I have been having trouble nailing one of Chancellor George Osborne's
big fibs. He claims (and he did it again on Sunday's Andrew Marr show) that interest rates for consumers are low because of government austerity, fantasising that if government borrowing costs went up then so would mortgage rates.
We know that the interest rate on government debt is currently at historically low levels. For the record just now FT gives the benchmark rate as 1.96% (yield on 10 year gilts).
On 2 May the FT had a headline:
Households feel pinch as lenders tighten mortgages
It went on:
It is not just mortgages which are becoming more expensive. So too, are rates on bank overdrafts which, at 19.52 per cent, are the highest since the Bank began keeping records in 1995, and credit card rates are their highest since December 2001.
So there we have it; government borrowing costs extraordinarily low, consumer interest rates painfully high.
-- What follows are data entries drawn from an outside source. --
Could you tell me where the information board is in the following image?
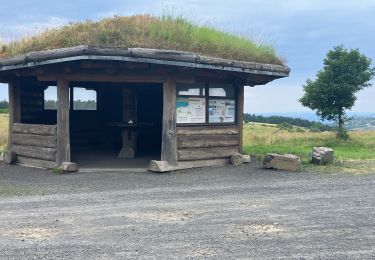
[208,99,236,123]
[176,97,206,124]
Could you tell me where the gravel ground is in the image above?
[0,164,375,259]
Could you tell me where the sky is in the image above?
[0,0,375,113]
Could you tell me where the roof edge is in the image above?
[0,45,290,77]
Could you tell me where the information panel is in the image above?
[208,99,236,123]
[176,97,206,124]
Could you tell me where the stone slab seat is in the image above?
[263,153,301,172]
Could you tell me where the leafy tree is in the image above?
[299,46,375,139]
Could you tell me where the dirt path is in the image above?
[0,165,375,259]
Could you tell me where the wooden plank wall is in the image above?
[11,123,57,168]
[177,125,240,161]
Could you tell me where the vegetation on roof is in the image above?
[0,15,284,65]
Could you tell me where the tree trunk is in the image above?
[337,110,349,140]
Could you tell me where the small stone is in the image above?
[3,150,17,164]
[230,153,243,165]
[242,154,251,163]
[61,162,78,172]
[263,153,301,172]
[311,147,333,165]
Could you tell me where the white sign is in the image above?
[176,98,206,124]
[176,97,206,124]
[208,99,236,123]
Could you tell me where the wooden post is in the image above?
[56,79,70,165]
[8,81,21,150]
[237,85,245,154]
[118,88,138,158]
[161,78,177,165]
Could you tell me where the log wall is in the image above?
[177,125,240,161]
[11,123,57,168]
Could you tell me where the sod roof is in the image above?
[0,15,285,65]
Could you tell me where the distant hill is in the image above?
[244,113,335,131]
[255,111,375,124]
[345,116,375,130]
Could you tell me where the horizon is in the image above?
[0,0,375,114]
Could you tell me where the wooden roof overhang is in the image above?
[0,45,290,86]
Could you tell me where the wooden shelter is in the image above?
[0,45,290,171]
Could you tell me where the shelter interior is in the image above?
[20,78,163,168]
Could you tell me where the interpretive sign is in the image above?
[176,97,206,124]
[208,99,236,123]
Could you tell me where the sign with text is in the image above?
[176,97,206,124]
[208,99,236,123]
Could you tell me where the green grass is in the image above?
[0,15,284,64]
[243,123,375,171]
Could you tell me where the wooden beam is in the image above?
[56,79,70,165]
[8,80,21,150]
[237,86,244,154]
[161,78,177,165]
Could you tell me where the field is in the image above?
[244,123,375,172]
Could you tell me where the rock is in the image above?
[242,154,251,163]
[230,153,243,165]
[311,147,333,165]
[263,153,301,172]
[61,162,79,172]
[3,150,17,164]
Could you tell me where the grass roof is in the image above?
[0,15,284,65]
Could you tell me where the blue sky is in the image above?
[0,0,375,113]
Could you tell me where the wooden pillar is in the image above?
[8,80,21,150]
[161,78,177,164]
[56,79,70,165]
[237,85,245,154]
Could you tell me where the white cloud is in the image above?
[0,16,69,42]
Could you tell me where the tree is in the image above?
[299,46,375,139]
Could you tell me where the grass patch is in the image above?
[243,123,375,171]
[0,15,284,64]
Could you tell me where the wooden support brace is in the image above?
[161,78,177,165]
[8,81,21,150]
[56,79,70,165]
[237,86,244,154]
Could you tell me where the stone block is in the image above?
[61,162,79,172]
[263,153,301,172]
[311,147,333,165]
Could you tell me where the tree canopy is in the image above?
[299,45,375,139]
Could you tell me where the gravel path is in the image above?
[0,164,375,259]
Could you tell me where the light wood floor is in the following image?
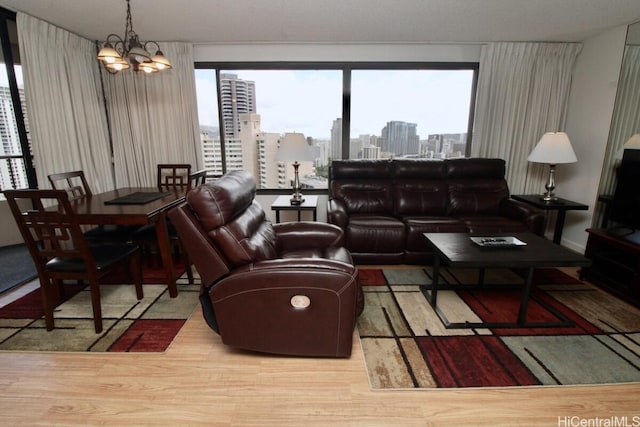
[0,270,640,426]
You might find a textbook which argues that consumer interest rate is made up of the risk-free rate plus a risk premium. The risk-free rate is usually taken to be the rate at which the government borrows. That might support the idea that if government has to pay more to borrow then so will a mortgage holder. Except that the case the Chancellor is talking about is when the market decides that lending to the government is risky. So the government is now paying a risk premium, and there is no reason why a house-buyer should pay for the risk of government default as well as the risk of a mortgage default.